Sunday, 2 June 2013

SMWS Tasting - Sydney (May 2013) (#101drams)

How do you describe the Scotch Malt Whisky Society (SMWS)? More than just a whisky club, and certainly more than just an independent bottler, the SMWS combines the best of these, adds in publications, one-off dinners and members-only bars, and uses their global reach (12+ countries) and extensive experience (30 years) to show everyone what truly excellent cask-strength whisky is.

For those new to the SMWS concept - the independent bottler side sees them sourcing some of the best whiskies (grain and malt) from around Scotland and the world (and occasionally other spirits) in the form of single casks. They then bottle these at cask strength and sell them though the club. You might see anything from a 7 year old Islay to a 35+ year old Speysider, and while you might not know which distillery it came from (SMWS famously label their bottlings with a numerical code system and unique name only, although unofficial lists matching code to distillery exist on the Internet), you're guaranteed the whisky inside will be of an extremely high quality.

Up until a few days ago I hadn't yet joined, but last month I was lucky enough to be invited to the May tasting Sydney, by the entertaining and incredibly knowledgeable Andrew Derbidge (Cellarmaster and NSW Manager). I'd been keen to get along to one of the SMWS tastings to see what it was all about, so this was the perfect chance.
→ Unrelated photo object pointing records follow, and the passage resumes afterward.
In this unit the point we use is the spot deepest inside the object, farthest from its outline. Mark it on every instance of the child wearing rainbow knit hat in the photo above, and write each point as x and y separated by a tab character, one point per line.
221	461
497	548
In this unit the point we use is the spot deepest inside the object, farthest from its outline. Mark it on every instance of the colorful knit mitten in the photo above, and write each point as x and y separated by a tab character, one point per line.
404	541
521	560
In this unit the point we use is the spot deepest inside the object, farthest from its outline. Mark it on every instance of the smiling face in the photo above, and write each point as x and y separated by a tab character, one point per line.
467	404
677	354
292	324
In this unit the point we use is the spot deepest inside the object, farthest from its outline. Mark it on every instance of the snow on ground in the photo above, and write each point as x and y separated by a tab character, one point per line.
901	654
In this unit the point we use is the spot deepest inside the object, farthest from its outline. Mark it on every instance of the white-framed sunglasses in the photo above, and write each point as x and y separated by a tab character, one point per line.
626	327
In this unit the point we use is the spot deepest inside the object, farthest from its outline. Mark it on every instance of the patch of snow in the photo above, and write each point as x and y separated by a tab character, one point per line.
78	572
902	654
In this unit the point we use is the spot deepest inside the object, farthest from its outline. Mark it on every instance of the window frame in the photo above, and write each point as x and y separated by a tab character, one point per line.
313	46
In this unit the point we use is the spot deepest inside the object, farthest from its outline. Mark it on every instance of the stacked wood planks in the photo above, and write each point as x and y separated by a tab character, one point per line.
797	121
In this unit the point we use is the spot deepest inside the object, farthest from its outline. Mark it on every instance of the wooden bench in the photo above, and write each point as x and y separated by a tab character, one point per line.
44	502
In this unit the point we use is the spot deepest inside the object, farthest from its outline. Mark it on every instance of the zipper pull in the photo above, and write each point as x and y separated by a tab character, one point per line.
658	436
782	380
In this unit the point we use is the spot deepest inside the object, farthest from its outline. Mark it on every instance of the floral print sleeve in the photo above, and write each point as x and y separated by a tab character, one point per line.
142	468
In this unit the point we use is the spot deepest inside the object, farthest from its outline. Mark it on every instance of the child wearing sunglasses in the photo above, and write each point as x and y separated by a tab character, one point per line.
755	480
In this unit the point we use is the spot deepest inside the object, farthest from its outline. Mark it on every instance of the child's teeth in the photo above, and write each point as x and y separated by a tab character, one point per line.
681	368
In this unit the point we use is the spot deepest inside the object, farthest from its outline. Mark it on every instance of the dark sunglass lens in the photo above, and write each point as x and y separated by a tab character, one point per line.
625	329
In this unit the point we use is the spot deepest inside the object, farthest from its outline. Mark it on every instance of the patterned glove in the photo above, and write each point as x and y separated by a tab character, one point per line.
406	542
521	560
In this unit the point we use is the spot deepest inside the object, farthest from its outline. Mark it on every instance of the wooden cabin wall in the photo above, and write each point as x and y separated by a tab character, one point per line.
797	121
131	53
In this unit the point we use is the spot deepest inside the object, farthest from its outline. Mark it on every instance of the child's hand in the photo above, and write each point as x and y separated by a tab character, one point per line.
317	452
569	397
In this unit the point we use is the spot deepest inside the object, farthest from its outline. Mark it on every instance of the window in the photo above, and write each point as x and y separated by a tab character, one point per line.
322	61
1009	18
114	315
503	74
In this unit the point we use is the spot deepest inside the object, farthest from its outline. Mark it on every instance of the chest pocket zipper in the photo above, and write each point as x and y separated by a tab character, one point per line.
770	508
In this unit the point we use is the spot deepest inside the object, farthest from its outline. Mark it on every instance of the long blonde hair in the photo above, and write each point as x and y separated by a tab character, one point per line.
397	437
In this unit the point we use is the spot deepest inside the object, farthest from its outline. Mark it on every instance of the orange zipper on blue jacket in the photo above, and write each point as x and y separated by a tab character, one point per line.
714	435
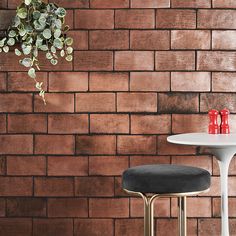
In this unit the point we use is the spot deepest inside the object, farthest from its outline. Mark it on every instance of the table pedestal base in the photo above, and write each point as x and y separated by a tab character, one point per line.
224	156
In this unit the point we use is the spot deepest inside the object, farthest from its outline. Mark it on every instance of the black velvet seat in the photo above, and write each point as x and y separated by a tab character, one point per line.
164	179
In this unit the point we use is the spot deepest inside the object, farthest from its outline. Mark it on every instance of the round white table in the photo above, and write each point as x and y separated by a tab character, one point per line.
223	147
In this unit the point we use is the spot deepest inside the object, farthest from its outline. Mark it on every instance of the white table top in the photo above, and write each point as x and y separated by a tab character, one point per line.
204	139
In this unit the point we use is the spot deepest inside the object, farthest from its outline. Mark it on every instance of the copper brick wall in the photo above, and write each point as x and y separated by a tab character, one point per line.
143	69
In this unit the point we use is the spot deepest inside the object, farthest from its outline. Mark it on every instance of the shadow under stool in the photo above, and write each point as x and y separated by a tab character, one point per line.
154	181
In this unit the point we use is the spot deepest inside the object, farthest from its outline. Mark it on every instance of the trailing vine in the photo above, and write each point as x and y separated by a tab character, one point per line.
38	26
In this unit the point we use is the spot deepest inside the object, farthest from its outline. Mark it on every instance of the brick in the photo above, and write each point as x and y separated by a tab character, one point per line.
216	61
148	160
109	4
161	207
107	39
134	60
150	40
223	39
204	162
80	39
178	103
67	207
217	207
150	4
15	102
95	102
176	19
107	165
191	4
56	102
109	123
175	60
5	18
136	144
166	148
26	207
150	81
17	226
2	207
54	144
150	124
16	144
68	81
3	82
190	39
27	123
224	4
19	81
26	165
16	186
67	166
58	124
93	227
190	81
169	227
45	186
216	19
108	207
136	102
2	165
93	61
49	227
217	100
135	19
109	81
128	227
74	4
3	4
3	124
190	123
96	144
94	19
94	186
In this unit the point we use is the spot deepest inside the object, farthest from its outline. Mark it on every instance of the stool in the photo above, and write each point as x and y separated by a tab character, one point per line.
154	181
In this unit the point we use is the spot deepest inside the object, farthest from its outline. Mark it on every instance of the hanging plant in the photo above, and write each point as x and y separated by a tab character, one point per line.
38	26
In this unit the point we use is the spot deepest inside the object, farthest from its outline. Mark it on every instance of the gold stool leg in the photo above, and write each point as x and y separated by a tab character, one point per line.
182	221
148	215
(Before I put down my hard-earned for a membership, I wanted to make sure the tastings were enjoyable and not too serious. I've been to some tastings with some excellent whisky in the past, that just felt a bit stiff, up-tight - generally not much fun. Luckily it turned out I had absolutely nothing to worry about with SMWS.)

The tasting (held at the Royal Automobile Club in Sydney, coincidentally on the same night and right next door to a dinner with PM Julia Gillard) was a change from the usual format, with all 6 whiskies being tasted blind, in competition format. Basically we were given a list of the current bottlings, a few clues about each whisky, and had to pick which was which in table groups. Points were awarded for region, ABV range, distillery and bottling, and the winning table at the end of the night walked away with a prize. Piece of cake right? Ha, not quite. We had the previous Australian champion on our table, and only managed a third place. Still, we all agreed early on that considering the whiskies on offer, there would be no losers...

After a palate cleanser of Harvey's Bristol Cream and an enjoyable introduction from Andrew, it was onto the 6 mystery whiskies...

Tasting notes:
Whisky #1 (SMWS 35.82 "Feel-good garden party dram"), a 16 year old Glen Moray (56.6% ABV) had a floral, citrus nose, a slightly spicy, still citrusy palate with a hint of chocolate, and a medium finish (apparently with some smoke, though I couldn't find it). 91/100

Whisky #2 (SMWS G10.3 "Promises sweet indulgences"), a 24 year old grain whisky (59.6% ABV) from Strathclyde Distillery (my first grain whisky, and coincidentally a #101drams dram too!). A big sherry hit on the nose at first (1st fill barrel? Nope, but seemed like it). A dash of cinnamon spice on the palate with the ABV (59.6%) clearly evident. The finish was long and very reminiscent of the breakfast cereal I eat every morning! A great entry into the world of grain whiskies for me. 90/100.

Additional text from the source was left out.